In a time of fear-peddling talk of walls to keep peoples separated, the composer Steve Coleman reminds us of the beauty in cultural commingling. The music he has been making in recent years draws deeply, if cryptically, from the sights, the sounds, and the ideas he has encountered in his travels to Cuba, Ghana, India, Senegal, and other countries around the world. Yet his work is no mishmash or pastiche of appropriated and repurposed materials; though he draws inspiration from global sources, the music Coleman makes sounds wholly, distinctly, organically his own.

As he has explained in an interview, “We look at everything separately, as if [things] have no connection. That’s what’s wrong with this world today.

“Every place I go has had some effect on me philosophically and usually musically. I’ve expanded my point of view based on studying in terms of traveling and reading and everything that you do.”

The recipient of a MacArthur “genius” fellowship in 2014, Coleman, now 59, has recorded more than two dozen albums over more than 30 years as a composer, saxophonist, and bandleader. Always an inspired improviser and empathetic collaborator, Coleman has long excelled at spontaneous composition.

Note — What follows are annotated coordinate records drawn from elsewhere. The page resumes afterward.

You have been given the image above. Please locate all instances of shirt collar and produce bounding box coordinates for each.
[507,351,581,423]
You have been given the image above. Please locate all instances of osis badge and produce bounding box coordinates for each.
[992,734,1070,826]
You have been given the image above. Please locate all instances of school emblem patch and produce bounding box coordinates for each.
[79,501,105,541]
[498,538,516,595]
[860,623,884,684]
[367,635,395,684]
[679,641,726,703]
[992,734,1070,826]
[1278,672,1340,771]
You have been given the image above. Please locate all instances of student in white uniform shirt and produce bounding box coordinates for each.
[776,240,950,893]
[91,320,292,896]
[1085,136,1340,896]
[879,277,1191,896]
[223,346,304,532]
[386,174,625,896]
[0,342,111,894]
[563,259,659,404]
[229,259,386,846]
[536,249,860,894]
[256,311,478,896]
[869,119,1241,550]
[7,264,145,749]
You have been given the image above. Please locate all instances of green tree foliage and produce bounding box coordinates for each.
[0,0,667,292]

Like his two of his acknowledged idols, Charlie Parker and John Coltrane, he has an extraordinary ability to generate melodies and spin variation after variation on them, with little repetition. And like the last great saxophonist with his surname, Ornette (no relation), Steve Coleman can work with modest raw materials—a wisp of a tune, and a few chords or a simple modal structure—to build a complex piece.

In the second week of November, he played his first-ever engagement as a leader at the Village Vanguard, and I caught the opening show. The Vanguard, now in its 80th year in business in the same small underground space in Greenwich Village, has been expanding its own point of view under the curatorship of booker Jed Eisenman and Deborah Gordon, daughter of the club’s only two previous stewards, her parents Lorraine and Max Gordon. The club has been welcoming esteemed contemporary avant-gardists such as Coleman and John Zorn (who oversaw five days of exploratory performances a week before Coleman opened in the club), without diminishing its standing as the bebop Shangri-La.

For the first two nights of his week at the Vanguard, Coleman, playing alto saxophone, led a hybrid chamber-jazz ensemble called Natal Eclipse, featuring piano (Craig Taborn, an important composer and bandleader in his own right), bass (Greg Chudzik), tenor saxophone (Maria Grand), clarinet (Rane Moore), trumpet (Jonathan Finlayson), violin (Kristin Lee), and voice (Jen Shyu, also a leader on her own). The absence of a drummer reinforced the rhythmic fluidity of the music, much of which flowed and purled without grounding in a discernible time signature.

The pieces were, generally, structured in modules—some tightly arranged, others free, still others multi-layered with Coleman’s saxophone floating over the ensemble. Lee’s violin played multiple roles, alternately suggesting Bartók’s writing for string quartet and the sound of the Middle Eastern oud. Shyu, who is one of the most creative vocalists in contemporary improvised music, was especially well employed, singing both nonverbal sounds—sometimes in microtones—and words that sounded to my ears like Mandarin (but may have been another Asian language).

With strains of Parker and Coltrane, Bartók, and the musics of the Middle East and China, Natal Eclipse produced the sound of the world in which cultural differences stir inspiration instead of fear, distrust, and violence. It was something beautiful—indeed, essential, especially since November 13.